Ari Fleischer: Why my 2020 choice for president will be Donald Trump
I voted for Ted Cruz in the 2016 Republican primary election, left my ballot blank in the 2016 general election, and now must decide whom to vote for this year. In several ways, I find Donald Trump over the top and offensive. I have said this on air and on Twitter. He can be too hot to handle, insulting people and often making himself the issue, diverting attention from more important policy matters. Many of my Republican friends, notably women, will not vote for him, not because they are “Republicans in name only” but because the president has given them some reason to reject him.
His rhetoric and leadership on the coronavirus have been insufficient. His briefings in the spring became arguments instead of models. He seemed more interested, at least with his words, in playing down the pandemic to bolster the economy. Rather than wear a mask and host socially distanced events, he set a bad standard. It is frustrating since the government, after a slow start notably with testing, which was not the fault of the president, has responded well to the coronavirus, sending plenty of doctors, nurses, medicine, and even hospital ships to those in need. But if I had to rate the response of the president, I would have to say it is unsatisfactory.

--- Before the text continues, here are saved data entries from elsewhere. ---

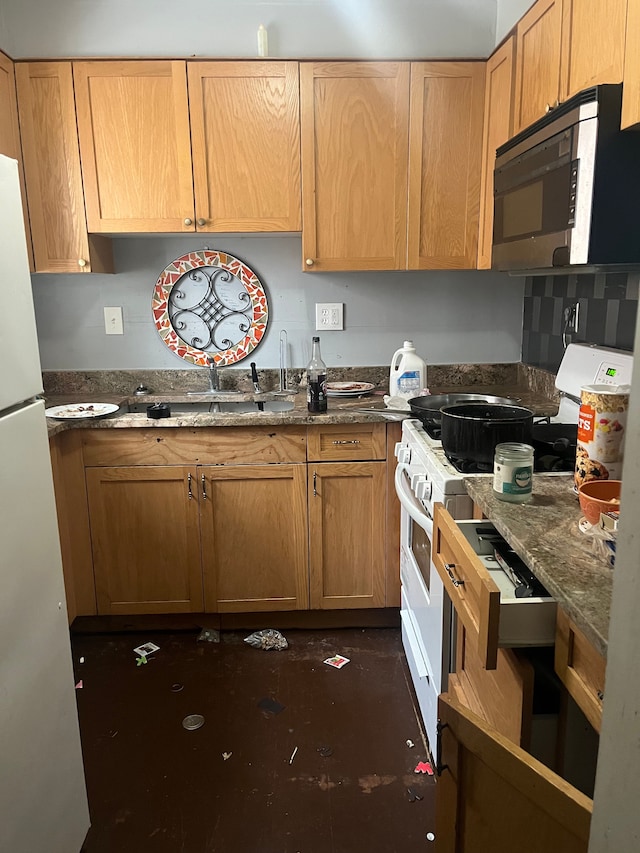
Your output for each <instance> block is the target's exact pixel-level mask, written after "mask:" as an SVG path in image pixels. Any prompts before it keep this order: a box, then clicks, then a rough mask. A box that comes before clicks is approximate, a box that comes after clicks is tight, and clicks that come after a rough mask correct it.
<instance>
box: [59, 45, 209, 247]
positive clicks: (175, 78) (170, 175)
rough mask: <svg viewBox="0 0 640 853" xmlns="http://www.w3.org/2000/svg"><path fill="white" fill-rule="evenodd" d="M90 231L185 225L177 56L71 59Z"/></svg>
mask: <svg viewBox="0 0 640 853" xmlns="http://www.w3.org/2000/svg"><path fill="white" fill-rule="evenodd" d="M73 78H74V83H75V90H76V105H77V112H78V136H79V140H80V155H81V160H82V175H83V178H84V189H85V197H86V205H87V222H88V225H89V230H90V231H95V232H103V233H114V232H116V233H117V232H127V231H156V232H167V231H173V232H177V231H193V230H194V206H193V188H192V176H191V141H190V135H189V106H188V99H187V81H186V64H185V62H183V61H150V62H148V61H142V60H135V61H130V62H119V61H105V62H101V61H96V62H75V63H74V65H73Z"/></svg>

But Trump also has faced opponents like no other president. He has been resisted, blamed, investigated by Democrats, the media, and the Federal Bureau of Investigation, in the most unfair fashion I have seen. I strongly defended Trump against the charges of Russia collusion. I am glad I did. The charges as well as the willingness of his critics to bite on all alleged infractions, no matter how ludicrous, represent everything that is wrong with our politics today. I understand that many dislike the president, but his opponents managed to race to the bottom and found nothing.
When it comes to his behavior, I find him offensive and direct. Unlike most politicians, Trump lets it rip and just tells you what he will do, for better or worse. I faulted him for calling on Ukrainian authorities to investigate Joe Biden, but he was open over doing it. He thought it was the right thing to do. I did not. He calls people names, something I often find offensive, but do not think for a moment that leaders of Congress in both parties do not do similar things behind closed doors. Washington politicians know how to posture perfectly, and Trump does not bother to posture at all.
Biden is also offensive. His shocking allegation amid the 2012 campaign that Republicans under Mitt Romney wanted to place African Americans “back in chains” was one of the worst and lowest race baiting statements ever made, not to mention it was blatantly untrue. The media mainly gave him a pass over this. I will not. There is a lot about his conflicts of interest that we do not know because the media declines to dig into them.
Is Biden, who stated he never talked about Ukrainian energy firm Burisma with his son, lying about never meeting with its officials? Biden lied about receiving his full scholarship to law school and made false claims that he finished in the top half of his class when he finished near the bottom. He lied about his arrest in South Africa. He made false claims over pinning a Silver Star on a Navy captain despite claiming that it was the truth.
Biden is weak. He will not stand up to the left as he changed his positions with abortion and crime. He will not stand up to China. Given the fact that he conducted only one or two public events a day before the coronavirus, I have doubts in his ability to endure the burden of the presidency.
Democrats are now moving hard and fast to the left. Biden is not from the left wing of the party, but when liberals send him legislation to ban fossil fuels, create a national public option for health care, raise our taxes even higher, and redistribute income in a way that has never been done before, no one should count on his veto. He will not promise to veto packing the Supreme Court, or even turning Puerto Rico and the District of Columbia into blue states so Democrats can move onto packing the Senate.
Say what you will about Trump violating norms, he has never tried to redo the balance of power by irregular means. But his policies will last decades, no matter or, perhaps thanks to, his personality. His promises to confront China, appoint conservatives to the judiciary, and secure peace deals for Israel and the Arab neighbors are worthy of support. His policies over the economy did more to assist low income Americans with pay raises, which reduced the wealth gap far more than any idea to redistribute income. He helped people with the actions conducted in the private sector.
My choice in the 2020 general election is between a personally offensive outsider who signs good policies and a professionally offensive politician who will turn bad ideas into law. This is why I will vote for Trump.
Ari Fleischer served as the White House press secretary for President Bush from 2001 to 2003 and is now president for Ari Fleischer Communications.